Training Sets, Validation Sets, and Holdout Sets
What are Training, Validation, and Holdout?
The first step in developing a machine learning model is training and validation. In order to train and validate a model, you must first partition your dataset, which involves choosing what percentage of your data to use for the training, validation, and holdout sets. The following example shows a dataset with 64% training data, 16% validation data, and 20% holdout data.
What is a Training Set?
A training set is the subsection of a dataset from which the machine learning algorithm uncovers, or “learns,” relationships between the features and the target variable. In supervised machine learning, training data is labeled with known outcomes.
What is a Validation Set?
A validation set is another subset of the input data to which we apply the machine learning algorithm to see how accurately it identifies relationships between the known outcomes for the target variable and the dataset’s other features.
What is a Holdout Set?
Sometimes referred to as “testing” data, a holdout subset provides a final estimate of the machine learning model’s performance after it has been trained and validated. Holdout sets should never be used to make decisions about which algorithms to use or for improving or tuning algorithms.

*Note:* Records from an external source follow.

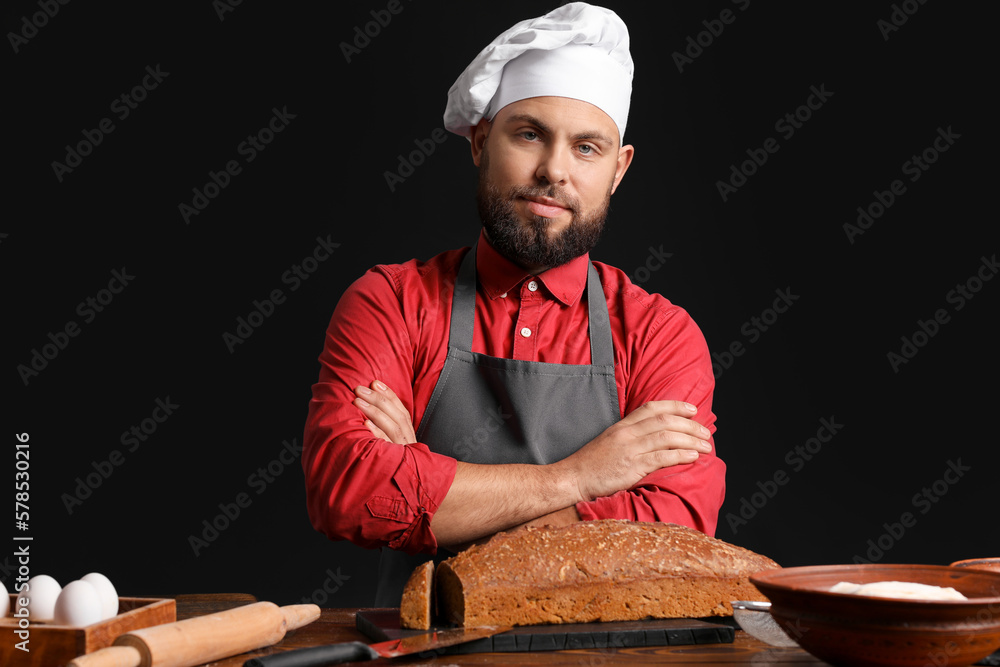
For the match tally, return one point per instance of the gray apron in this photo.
(490, 410)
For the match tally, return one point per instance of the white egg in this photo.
(109, 596)
(78, 605)
(40, 593)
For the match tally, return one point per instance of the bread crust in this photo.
(607, 570)
(415, 607)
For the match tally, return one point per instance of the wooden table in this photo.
(337, 625)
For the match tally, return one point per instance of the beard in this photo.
(527, 241)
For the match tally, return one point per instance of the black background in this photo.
(324, 176)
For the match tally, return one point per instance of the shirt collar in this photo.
(498, 275)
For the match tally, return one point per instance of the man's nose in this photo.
(554, 166)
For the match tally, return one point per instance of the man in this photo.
(547, 389)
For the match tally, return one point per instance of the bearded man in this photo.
(517, 382)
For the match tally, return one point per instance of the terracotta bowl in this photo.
(991, 564)
(847, 629)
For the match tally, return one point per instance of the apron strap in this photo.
(463, 312)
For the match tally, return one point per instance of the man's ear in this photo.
(480, 131)
(625, 154)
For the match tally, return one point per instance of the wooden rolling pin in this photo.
(202, 639)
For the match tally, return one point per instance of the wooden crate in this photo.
(55, 645)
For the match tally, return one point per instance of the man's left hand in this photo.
(385, 415)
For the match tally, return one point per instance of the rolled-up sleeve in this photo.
(674, 365)
(358, 487)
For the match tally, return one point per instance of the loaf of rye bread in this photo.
(606, 570)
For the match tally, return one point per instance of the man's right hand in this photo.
(659, 434)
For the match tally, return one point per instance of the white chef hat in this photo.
(577, 50)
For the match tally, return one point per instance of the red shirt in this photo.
(392, 325)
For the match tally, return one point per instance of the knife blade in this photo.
(333, 654)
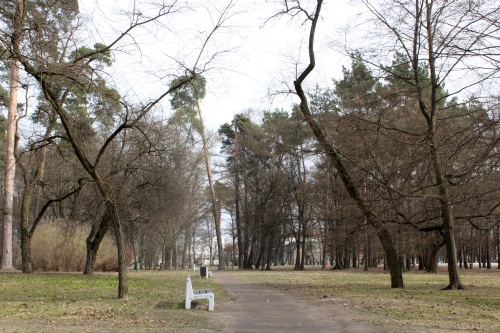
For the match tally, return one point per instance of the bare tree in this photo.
(335, 157)
(15, 19)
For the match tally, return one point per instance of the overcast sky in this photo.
(261, 56)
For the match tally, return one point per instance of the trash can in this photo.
(203, 271)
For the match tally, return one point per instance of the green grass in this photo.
(67, 302)
(422, 304)
(72, 302)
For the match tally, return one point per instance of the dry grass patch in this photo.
(65, 302)
(421, 305)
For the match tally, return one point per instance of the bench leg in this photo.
(211, 303)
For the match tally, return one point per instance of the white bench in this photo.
(192, 295)
(206, 271)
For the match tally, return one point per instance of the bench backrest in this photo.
(189, 284)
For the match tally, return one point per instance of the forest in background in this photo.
(395, 163)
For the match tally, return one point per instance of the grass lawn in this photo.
(422, 306)
(73, 302)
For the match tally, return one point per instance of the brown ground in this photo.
(257, 309)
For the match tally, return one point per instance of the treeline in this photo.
(386, 166)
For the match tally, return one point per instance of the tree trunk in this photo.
(241, 250)
(433, 256)
(10, 160)
(94, 239)
(382, 233)
(215, 211)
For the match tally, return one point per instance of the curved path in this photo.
(256, 309)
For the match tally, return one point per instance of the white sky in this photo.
(260, 58)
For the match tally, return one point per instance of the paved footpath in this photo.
(258, 309)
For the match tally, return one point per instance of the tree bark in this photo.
(10, 163)
(215, 211)
(241, 250)
(382, 233)
(93, 241)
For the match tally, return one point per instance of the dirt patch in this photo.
(254, 308)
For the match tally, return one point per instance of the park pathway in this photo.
(257, 309)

Why are Training, Validation, and Holdout Sets Important?
Partitioning data into training, validation, and holdout sets allows you to develop highly accurate models that are relevant to data that you collect in the future, not just the data the model was trained on. By training your data, validating it, and testing it on the holdout set, you get a real sense of how accurate the model’s outcomes will be, leading to better decisions and greater confidence in your model’s accuracy.

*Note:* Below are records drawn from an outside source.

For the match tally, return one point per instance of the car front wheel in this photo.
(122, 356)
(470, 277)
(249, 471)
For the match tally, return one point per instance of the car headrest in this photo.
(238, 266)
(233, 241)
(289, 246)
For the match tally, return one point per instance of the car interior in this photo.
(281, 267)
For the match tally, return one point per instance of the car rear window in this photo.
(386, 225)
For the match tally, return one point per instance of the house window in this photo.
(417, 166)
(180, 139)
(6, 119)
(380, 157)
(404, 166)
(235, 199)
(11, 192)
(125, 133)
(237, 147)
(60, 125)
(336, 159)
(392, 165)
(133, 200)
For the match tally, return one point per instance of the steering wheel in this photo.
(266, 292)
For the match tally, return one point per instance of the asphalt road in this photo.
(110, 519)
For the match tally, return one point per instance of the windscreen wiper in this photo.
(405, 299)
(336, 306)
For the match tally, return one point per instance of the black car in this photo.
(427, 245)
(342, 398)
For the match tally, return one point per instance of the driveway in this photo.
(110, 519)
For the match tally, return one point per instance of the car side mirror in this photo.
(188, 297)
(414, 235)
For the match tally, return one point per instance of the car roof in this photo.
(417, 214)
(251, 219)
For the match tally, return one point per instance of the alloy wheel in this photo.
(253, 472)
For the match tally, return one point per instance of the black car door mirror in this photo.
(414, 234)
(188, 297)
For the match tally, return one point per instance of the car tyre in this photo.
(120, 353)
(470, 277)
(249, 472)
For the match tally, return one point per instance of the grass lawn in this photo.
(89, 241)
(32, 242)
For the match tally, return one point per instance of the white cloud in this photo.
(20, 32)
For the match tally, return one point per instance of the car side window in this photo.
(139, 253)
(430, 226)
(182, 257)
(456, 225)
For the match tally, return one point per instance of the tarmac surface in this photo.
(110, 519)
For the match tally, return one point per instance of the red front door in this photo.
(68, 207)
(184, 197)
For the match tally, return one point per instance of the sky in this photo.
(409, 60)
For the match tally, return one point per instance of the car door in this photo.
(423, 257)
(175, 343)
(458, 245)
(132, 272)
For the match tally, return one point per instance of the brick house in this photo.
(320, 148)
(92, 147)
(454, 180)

Training Sets, Validation Sets, and Holdout Sets + DataRobot
Determining the best way to partition, train, validate, and test data can be difficult, especially to those new to automated machine learning and data science in general. The DataRobot platform automatically partitions, trains, and tests data in order to develop the most accurate machine learning models, and it also allows for manual adjustments if users already know the percentages they want to use.

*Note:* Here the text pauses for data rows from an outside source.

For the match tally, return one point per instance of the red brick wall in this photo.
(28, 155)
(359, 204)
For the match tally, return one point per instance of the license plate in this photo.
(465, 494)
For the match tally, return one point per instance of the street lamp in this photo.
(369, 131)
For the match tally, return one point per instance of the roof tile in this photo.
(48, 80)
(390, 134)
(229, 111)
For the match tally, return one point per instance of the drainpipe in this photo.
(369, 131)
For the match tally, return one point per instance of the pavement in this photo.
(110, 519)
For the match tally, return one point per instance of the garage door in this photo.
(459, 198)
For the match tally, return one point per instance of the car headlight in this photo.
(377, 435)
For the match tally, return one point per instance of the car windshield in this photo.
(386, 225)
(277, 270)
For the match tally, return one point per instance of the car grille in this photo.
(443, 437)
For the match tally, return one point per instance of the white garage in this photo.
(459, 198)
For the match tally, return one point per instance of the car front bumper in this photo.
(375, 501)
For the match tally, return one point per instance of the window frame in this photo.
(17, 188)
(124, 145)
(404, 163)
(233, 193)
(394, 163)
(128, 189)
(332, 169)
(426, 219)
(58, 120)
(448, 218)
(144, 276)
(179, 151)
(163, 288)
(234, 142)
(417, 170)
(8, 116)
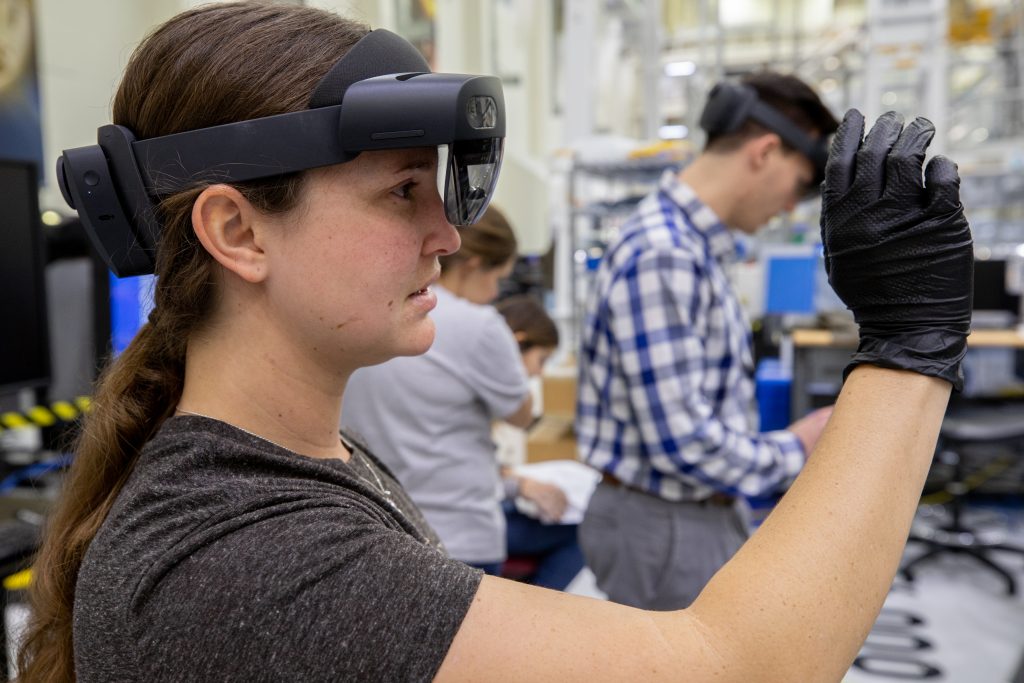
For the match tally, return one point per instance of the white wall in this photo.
(82, 47)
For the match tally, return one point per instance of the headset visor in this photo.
(470, 172)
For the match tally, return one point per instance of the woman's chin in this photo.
(420, 340)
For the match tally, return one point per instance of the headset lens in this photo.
(470, 176)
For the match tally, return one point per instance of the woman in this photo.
(548, 546)
(428, 418)
(254, 544)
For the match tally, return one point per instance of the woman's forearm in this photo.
(804, 591)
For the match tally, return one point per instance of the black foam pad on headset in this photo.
(379, 52)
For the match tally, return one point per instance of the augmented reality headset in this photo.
(731, 104)
(381, 95)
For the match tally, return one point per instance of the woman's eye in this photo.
(404, 190)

For each model, the DataRobot Leaderboard displays the validation, cross-validation, and holdout accuracy scores based on an optimization metric (which defaults to LogLoss, as you can see on the application’s home screen after you upload your dataset).
This helps users determine which model is the most accurate, allowing you to make the best business decisions possible.
DataRobot’s default method for validation and testing is five-fold cross-validation with 20% holdout, which our award-winning data scientists have found results in highly accurate models in the widest range of situations.